I think it's really complex, and the benefit is not that significant..

But now I see that some of the Boost libraries (Asio) use this technique. Is it considered a best practice to use this library to pass many arguments?

Or maybe there are real benefits of using this library that I don't see? Would you recommend using this library in the project?

2

There are 2 answers

0
pmr On BEST ANSWER

Your technique requires creating a lot of temporaries (given enough parameters) and will be rather verbose in some cases. Something that is even more tricky is documentation. If you go down the route of configuration structs, you will have two places where you need to explain your parameters. Documenting Boost.Parameter functions is easy in comparison.

It also keeps the verbosity down and allows me to reuse arguments for whole families of functions instead of composing a new configuration carrier over and over again.

If you don't like the library, don't use it. It has several other drawbacks you haven't mentioned (heavy includes, high compile times).

Also, why not just provide the best of two worlds? One function using Boost.Parameters and another using configuration structs, where both dispatch on a common implementation. Manage headers correctly and the "don't pay for what you don't use" promise will be kept. The price is maintainability. But you can always deprecate one interface if your users don't like it.

1
Christian Stieber On

Well, I don't use this library, but the key is that you can pass parameters by name.

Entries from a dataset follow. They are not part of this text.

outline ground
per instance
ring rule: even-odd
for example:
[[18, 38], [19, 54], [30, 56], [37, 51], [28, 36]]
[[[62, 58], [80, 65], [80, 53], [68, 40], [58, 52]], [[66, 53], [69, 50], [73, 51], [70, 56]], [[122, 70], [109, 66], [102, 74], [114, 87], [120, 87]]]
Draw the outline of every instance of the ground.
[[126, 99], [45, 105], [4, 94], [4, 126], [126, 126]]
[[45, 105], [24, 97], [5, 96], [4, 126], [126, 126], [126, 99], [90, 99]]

Imagine that you have a function with a lot of parameters, and in most cases you only want to use a few. Maybe not always the same few, so putting these in front of the list (so the others can be supplied as defaults) won't help. That's where the "named parameter" stuff comes in: you just give the names and values of the parameters you want to pass, in any order you like, and the others will be defaulted. You don't even have to know all the possible parameters; a later version of the function can add new parameters without breaking anything (provided the defaults for the new parameters are chosen to mimic the old behavior).

In comparison to structures, you could make a structure and initialize everything with defaults. That's pretty much how this kind of stuff works internally anway, if I'm not mistaken, by passing a parameter object around and setting values there before passing it into the actual function at the end.